I want to modify some parameters of element's .ini file in OMNeT++, say a node's transmission rate, during the simulation run, e.g. when a node receives some control message.
I found information saying that it's possible to somehow loop the configuration stated as: some_variable = ${several values}, but there are no conditional clauses in .ini files and no way to pass to those files any data from C++ functions (as far as I'm concerned).
I use INET, but maybe some other models' users already bothered with such a problem.
I found information saying that it's possible to somehow loop the configuration stated as: some_variable = ${several values}, but there are no conditional clauses in .ini files and no way to pass to those files any data from C++ functions (as far as I'm concerned).
In fact you can use the built-in constraint expression in the INI file. This will allow you to create runs for the given configuration while respecting the specified constraint (condition).
However, this constraint will only apply to the parameters that are specified in the .ini file, i.e. this won't help you if the variable which you are trying to change is computed dynamically as part of the code
Below, I give you a rather complicated "code-snippet" from the .ini file which uses many of the built-in functions that you have mentioned (variable iteration, conditionals etc.)
# Parameter assignment using iteration loops and constrains #
# first define the static values on which the others depend #
scenario.node[*].application.ADVlowerBound = ${t0= 0.1}s
scenario.node[*].application.aggToServerUpperBound = ${t3= 0.9}s
#
## assign values to "dependent" parameters using variable names and loop iterations #
scenario.node[*].application.ADVupperBound = ${t1= ${t0}..${t3} step 0.1}s # ADVupperBound == t1; t1 will take values starting from t0 to t3 (0.1 - 0.9) iterating 0.1
scenario.node[*].application.CMtoCHupperBound = ${t2= ${t0}..${t3} step 0.1}s
#
## connect "dependent" parameters to their "copies" -- this part of the snippet is only variable assignment.
scenario.node[*].application.CMtoCHlowerBound = ${t11 = ${t1}}s
scenario.node[*].application.joinToServerLowerBound = ${t12 = ${t1}}s
#
scenario.node[*].application.aggToServerLowerBound = ${t21 = ${t2}}s
scenario.node[*].application.joinToServerUpperBound = ${t22 = ${t2}}s
#
constraint = ($t0) < ($t1) && ($t1) < ($t2) && ($t2) < ($t3)
# END END END #
The code above creates all the possible combinations of time values for t0 to t3, where they can take values between 0.1 and 0.9.

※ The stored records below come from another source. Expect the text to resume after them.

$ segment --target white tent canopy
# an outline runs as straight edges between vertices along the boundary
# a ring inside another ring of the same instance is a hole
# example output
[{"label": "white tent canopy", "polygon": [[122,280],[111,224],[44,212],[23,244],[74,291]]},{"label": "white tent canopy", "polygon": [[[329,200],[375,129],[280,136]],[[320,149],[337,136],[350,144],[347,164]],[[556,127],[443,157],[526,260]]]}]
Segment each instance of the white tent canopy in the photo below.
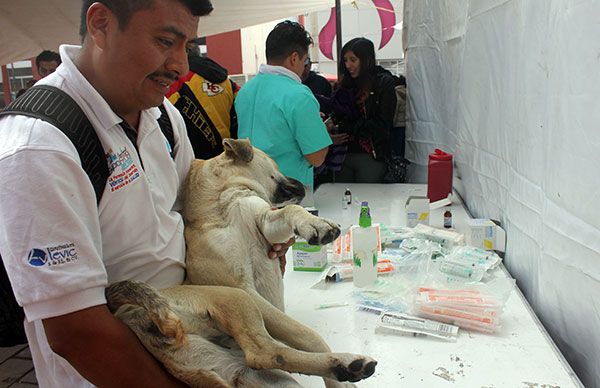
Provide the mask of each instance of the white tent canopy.
[{"label": "white tent canopy", "polygon": [[[213,0],[198,36],[237,30],[333,7],[334,0]],[[348,1],[342,1],[348,3]],[[61,43],[79,42],[81,0],[0,1],[0,64],[34,57]]]},{"label": "white tent canopy", "polygon": [[502,222],[504,263],[590,388],[600,387],[599,14],[591,0],[406,0],[404,13],[413,179],[427,179],[434,148],[454,154],[455,187],[475,217]]}]

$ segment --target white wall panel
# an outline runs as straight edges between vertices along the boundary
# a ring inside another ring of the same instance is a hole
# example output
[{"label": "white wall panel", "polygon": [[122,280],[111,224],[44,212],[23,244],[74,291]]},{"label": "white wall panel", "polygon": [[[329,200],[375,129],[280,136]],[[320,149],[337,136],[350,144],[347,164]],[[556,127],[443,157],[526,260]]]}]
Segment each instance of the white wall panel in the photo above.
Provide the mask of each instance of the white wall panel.
[{"label": "white wall panel", "polygon": [[[470,210],[588,387],[600,387],[600,2],[407,0],[415,181],[455,154]],[[460,181],[458,180],[460,179]]]}]

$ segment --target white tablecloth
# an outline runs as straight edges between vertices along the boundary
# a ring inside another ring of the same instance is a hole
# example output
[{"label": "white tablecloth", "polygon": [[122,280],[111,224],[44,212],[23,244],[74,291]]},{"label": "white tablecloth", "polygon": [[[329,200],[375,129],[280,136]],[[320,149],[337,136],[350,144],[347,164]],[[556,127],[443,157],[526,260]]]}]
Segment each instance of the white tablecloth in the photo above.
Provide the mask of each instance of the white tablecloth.
[{"label": "white tablecloth", "polygon": [[[354,200],[369,201],[374,222],[405,225],[404,203],[409,195],[425,195],[424,185],[325,184],[315,192],[319,215],[342,227],[358,223],[359,203],[342,209],[345,188]],[[431,226],[441,227],[443,212],[433,211]],[[460,200],[451,206],[458,231],[468,218]],[[510,276],[503,267],[500,276]],[[310,289],[320,273],[293,271],[291,256],[285,282],[286,312],[318,331],[333,351],[369,355],[379,364],[359,387],[578,387],[579,380],[560,354],[520,291],[515,288],[502,315],[502,329],[494,335],[460,330],[458,341],[431,337],[375,333],[377,317],[352,306],[315,310],[316,303],[352,302],[352,282],[335,283],[326,290]],[[351,303],[352,304],[352,303]],[[316,377],[296,376],[306,387],[322,387]]]}]

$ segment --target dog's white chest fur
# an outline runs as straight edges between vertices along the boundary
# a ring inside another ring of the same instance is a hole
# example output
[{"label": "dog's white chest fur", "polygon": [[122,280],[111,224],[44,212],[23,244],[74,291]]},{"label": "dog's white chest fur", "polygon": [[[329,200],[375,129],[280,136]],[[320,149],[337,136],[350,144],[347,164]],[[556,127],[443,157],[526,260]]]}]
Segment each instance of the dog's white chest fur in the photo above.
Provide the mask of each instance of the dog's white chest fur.
[{"label": "dog's white chest fur", "polygon": [[[256,290],[283,310],[279,260],[267,257],[271,244],[260,231],[255,218],[248,214],[253,212],[252,205],[246,208],[252,202],[260,203],[262,200],[248,197],[245,190],[238,194],[233,195],[237,197],[235,200],[225,198],[221,201],[220,216],[207,214],[208,219],[222,217],[220,227],[213,225],[215,228],[203,228],[206,229],[203,233],[194,233],[192,240],[196,241],[195,247],[193,251],[188,248],[187,255],[188,278],[193,284],[221,284]],[[190,233],[191,230],[186,230],[186,236]],[[205,256],[205,252],[212,254]],[[215,267],[215,257],[219,258],[220,268]]]},{"label": "dog's white chest fur", "polygon": [[185,183],[187,281],[242,288],[283,310],[279,260],[268,258],[272,245],[294,235],[326,244],[339,227],[295,205],[302,183],[283,176],[264,152],[243,140],[223,145],[216,158],[194,161]]}]

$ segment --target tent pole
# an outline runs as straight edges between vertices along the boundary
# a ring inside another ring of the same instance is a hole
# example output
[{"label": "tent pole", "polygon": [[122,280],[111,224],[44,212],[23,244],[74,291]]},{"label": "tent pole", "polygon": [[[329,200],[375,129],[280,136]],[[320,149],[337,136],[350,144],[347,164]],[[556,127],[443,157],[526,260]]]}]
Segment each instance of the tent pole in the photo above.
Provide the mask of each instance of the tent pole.
[{"label": "tent pole", "polygon": [[4,105],[8,105],[12,101],[12,96],[10,94],[10,78],[8,76],[6,65],[2,65],[2,88],[4,93]]},{"label": "tent pole", "polygon": [[[342,53],[342,6],[340,4],[340,0],[335,0],[335,45],[336,45],[336,53],[337,57],[335,58],[340,63],[341,53]],[[340,67],[337,68],[337,76],[338,82],[340,81]]]}]

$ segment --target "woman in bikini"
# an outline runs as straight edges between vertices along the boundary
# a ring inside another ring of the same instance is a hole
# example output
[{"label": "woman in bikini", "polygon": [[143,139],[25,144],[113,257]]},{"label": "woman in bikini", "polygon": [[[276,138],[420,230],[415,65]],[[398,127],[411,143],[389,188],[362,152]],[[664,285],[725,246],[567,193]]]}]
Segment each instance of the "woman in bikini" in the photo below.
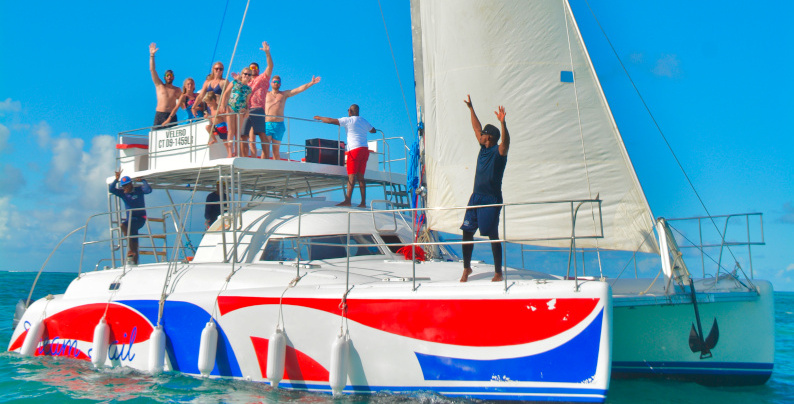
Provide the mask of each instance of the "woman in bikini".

t0 and t3 are the beginning and the end points, respectively. t1 and t2 take values based on them.
t1 will take values between t0 and t3 each time being incremented by 0.1 (see the syntax above). The same is true for t2 too.
However, I want t0 to always be smaller than t1, t1 smaller than t2, and t2 smaller than t3. I specify these conditions in the constraint section.
I am sure, a thorough read through this section of the manual, will help you find the solution.
If you want to change some value during the simulation you can just do that in your C++ code. Something like:
handleMessage(cMessage *msg){
if(msg->getKind() == yourKind){ // replace yourKind with the one you are using for these messages
transmission_rate = new_value;
}
What you are refering to as some_variable = ${several values} can be used to perform multiple runs with different parameters. For example one run with a rate of 1s, one with 2s and one with 10s. That would then be:
transsmission_rate = ${1, 2, 10}s
For more detailed information how to use such values (like to do loops) see the relevant section in the OMNeT++ User Manual
While you can certainly manually change volatile parameters, OMNeT++ (as far as I am aware) offers no integrated support for automatic changing of parameters at runtime.
You can, however, write some model code that changes volatile parameters programatically.